Pesce, Dupont Circle

After a Chehalem wine tasting at Eola (which was full for dinner), a couple close friends and I meandered over to Pesce and nabbed a four-top.

The last meal I had at Pesce was the best I’d ever eaten there. Chef Tom Meyer was there then, and was also there this time around, so it’s going to be great again, yes?

We stated with a bottle 2009 Coustaut Graves Blanc ($40) which went quite well with my Carpaccio of tuna and salmon wrapped in flounder, the whole thing presented flattened, dressed with some greens in the middle, and unevenly salted and sauced. The fish was fine; the saucing was off.

I also took a bite of my friend’s tuna tartare which was simply drowning in a soy-based sauce. Again, the fish was fine; the saucing was disastrous to the point where the dish was ruined.

We knocked off that Bordeaux pretty quickly, and shifted to a heftier 2008 Domaine de la Collonge Pouilly-Fuisse ($32) which went tremendously with a split (three-ways) middle course of Lobster Risotto ($28) with red beets and gorgonzola. The consensus of the table was that this was the dish of the night for all of us – wonderfully fresh lobster, gently cooked and placed atop the rice so as not to toughen it.

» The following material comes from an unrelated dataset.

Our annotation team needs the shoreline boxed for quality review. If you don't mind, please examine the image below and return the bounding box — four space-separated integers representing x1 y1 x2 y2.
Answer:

My entree was a Roasted Bluefish ($24), a very small portion of good bluefish, served with butternut squash purée and mushroom. Once again, the saucing was off on this dish.

So, what happened?

My guess is that Meyer was working fish, and that someone else was having an overzealously bad day at the sauce station. A very disappointing meal at a restaurant I know to be quite good. Do you ever hear restaurant critics talking about an “off night?” This is exactly what they’re referring to – Pesce is still a fine restaurant; just not on this evening. Doubly vexing coming off a disappointing dinner at Mio, another restaurant that I have liked in the past.